Laurel e Hardy, piccoli uomini a tratti pavidi e a volte iracondi, spesso narcisi e talora traditori, ambiziosi, forse superficiali, di certo dissipatori di denaro e di passioni, vengono raccontati in Stanlio e Ollio dello scozzese Jon S. Baird – al suo terzo film – senza indulgenza ma con immenso affetto e umana comprensione. Fin dal lungo piano sequenza che mirabilmente apre il film, in cui seguiamo i due protagonisti, di spalle, mentre camminano e chiacchierano attraversando gli studios per arrivare sul set di un film leggendario: I fanciulli del West. Parlano delle loro passioni e dei loro guai, di scommesse fallimentari sulle corse di cavalli e di ex mogli esose che pretendono cospicui assegni di mantenimento. Stan collezionerà nella vita cinque mogli, Oliver soltanto tre, ed entrambi riusciranno a dimostrare un ben scarso talento nella gestione quotidiana di contratti, matrimoni e affari, a partire dagli accordi con Hal Roach (interpretato da Danny Huston, figlio del grande John), il produttore che li aveva lanciati e che fino all’ultimo fece di tutto per sfruttarli, costringendoli anche al reciproco tradimento.
Non è certo il primo film a mostrare la faccia malinconica delle risate, e quanto impegno, intelligenza e ossessività possano celarsi dietro gag apparentemente facili e immediate.
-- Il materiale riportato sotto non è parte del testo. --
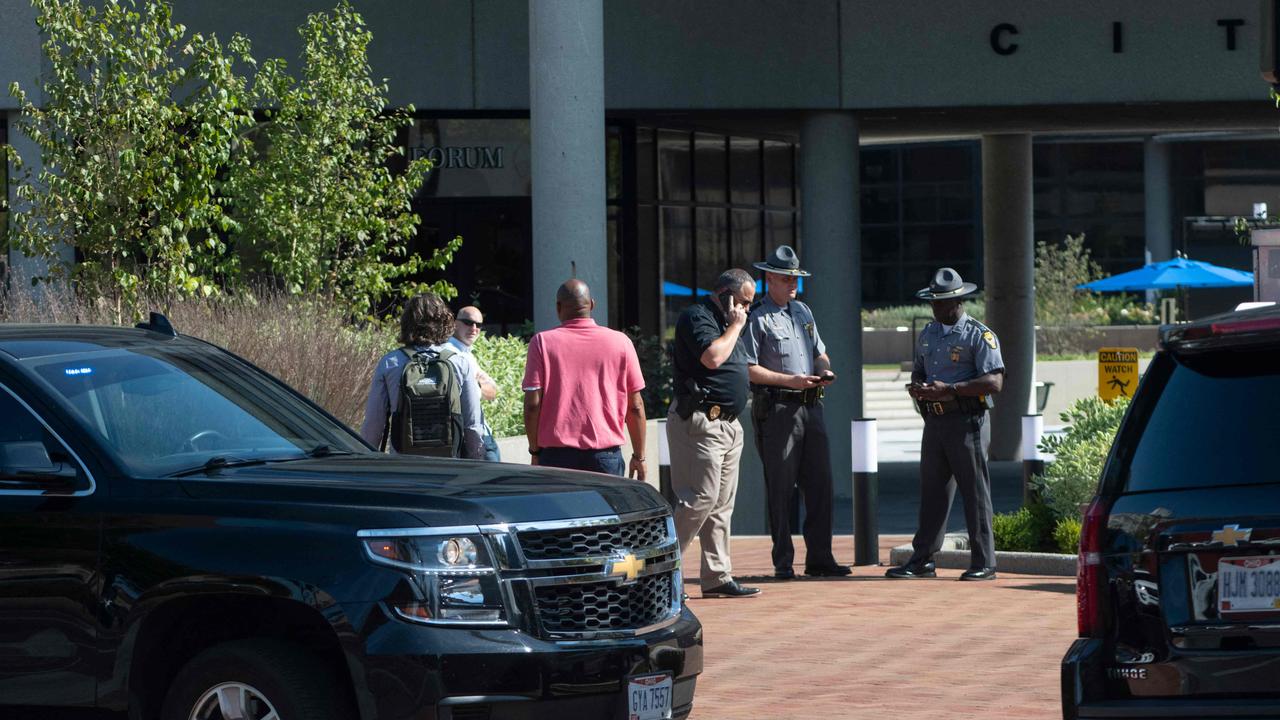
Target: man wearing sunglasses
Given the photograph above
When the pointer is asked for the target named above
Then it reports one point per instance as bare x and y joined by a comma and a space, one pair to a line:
466, 331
Ma la storia del sodalizio artistico fra l’inglese Stan Laurel e l’americano Oliver Hardy non somiglia a nessun’altra, nel suo impasto di talento sovrumano e umanissima fragilità, strepitosa fantasia e gioiosa creatività. Un irresistibile inno all’amicizia che assume la forma di un biopic divertente e a tratti struggente, dove i nostri eroi sul viale del tramonto strappano risate di cuore e suscitano autentica commozione, fra un balletto e una canzoncina, una gag dai tempi comici irresistibili, degna di uno slapstick dell’epoca del muto, e un dialogo scoppiettante di ironia e tenerezza.
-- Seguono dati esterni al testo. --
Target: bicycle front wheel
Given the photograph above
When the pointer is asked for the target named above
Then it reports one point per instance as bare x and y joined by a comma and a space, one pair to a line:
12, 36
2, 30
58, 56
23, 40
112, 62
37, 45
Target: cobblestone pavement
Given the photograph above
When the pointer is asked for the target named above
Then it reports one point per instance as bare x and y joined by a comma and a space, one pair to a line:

Se il risultato è tanto convincente, gran parte del merito va naturalmente ai due attori protagonisti, perfettamente mimetici nella loro aderenza ai personaggi. Ma se per l’inglese Coogan (nel suo curriculum recente Philomena, Una notte al museo, Il professore e il pazzo) calarsi nei panni dello smilzo Stanlio forse non è stato fisicamente così difficile – è bastata una protesi al mento e un po’ di trucco per le orecchie a sventola – per l’americano John C. Reilly (di recente interprete di Carnage, Il racconto dei racconti, I fratelli Sisters) è stato di certo ben più impegnativo raggiungere l’immensa stazza di Ollio – che all’epoca era arrivato a pesare 180 chili – grazie a quattro ore quotidiane di trucco e a ingombranti tute di poliuretano espanso, talmente calde da portare l’attore sull’orlo del collasso.
Accanto a Coogan e Reilly, spiccano anche Shirley Henderson e Nina Arianda, rispettivamente nei panni di Virginia Lucille Jones, terza moglie di Oliver, e della russa Ida Kitaeva Raphael, l’ultima e la più longeva delle tante mogli di Stan, in grado miracolosamente di resistere dal 1946 fino alla morte dell’attore, nel 1965.
Stanlio e Ollio, di Jon S. Baird, con Steve Coogan, John C. Reilly, Nina Arianda, Shirley Henderson, Danny Huston.